Councilman Marty Campbell predicted the council is headed toward having some kind of licenses and standards for sales. Rules might limit their size and keep them away from schools and churches, for example.
“I think we’ve moved beyond the discussion about whether or not we’re going to do medical marijuana,” Campbell said, calling it “something we see as part of our city.”
In both Seattle and Tacoma, many sellers are now billing themselves as collective gardens, a new category created by a state law that took effect last week.
Tacoma city staff told the council Thursday the new law allows cities to regulate the production, processing and dispensing of medical marijuana through zoning codes, health rules, business licenses and taxes.
Councilwoman Victoria Woodards called for a task force to sort out what the council should do, saying its decision should help patients and keep them safe.
Strickland offered similar sentiments.
“We’re headed in a direction that will allow patients safe access,” she said after the meeting.

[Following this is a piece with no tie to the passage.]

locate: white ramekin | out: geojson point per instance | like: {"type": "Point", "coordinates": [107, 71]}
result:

More skeptical is Councilman Joe Lonergan: “The federal government says it’s still illegal, so how do we reconcile that?” he said.
Tacoma should petition the federal government to move marijuana out of the category that contains the most harmful drugs, Councilwoman Lauren Walker said.
While the council mulls it all over, the city’s staff are moving to shut down more than 30 marijuana dispensaries. Shops are staying open during appeals, a process that is likely to take months more.
Other cities are moving in different directions. Seattle will treat medical marijuana shops like other businesses under an ordinance signed this week by Mayor Mike McGinn.
Other cities, including Federal Way and Kent, have set temporary bans.
Tacoma may also adopt a moratorium on new businesses, though it’s unclear if it would make a practical difference.
City lawyers have already advised licensing staff to deny new business licenses to dispensaries, Deputy City Attorney Jon Walker said.
Such bans typically last six months. Strickland said Tacoma has enough to deal with among the 50 or so dispensaries that are already open.
“I think there’s definitely enough dispensaries to serve the patients that need it,” Woodards said.
Kent Underwood, a lawyer for several medical-marijuana sellers, said the council shouldn’t decide the quantity of shops.
“I think market forces will take care of the number,” he said.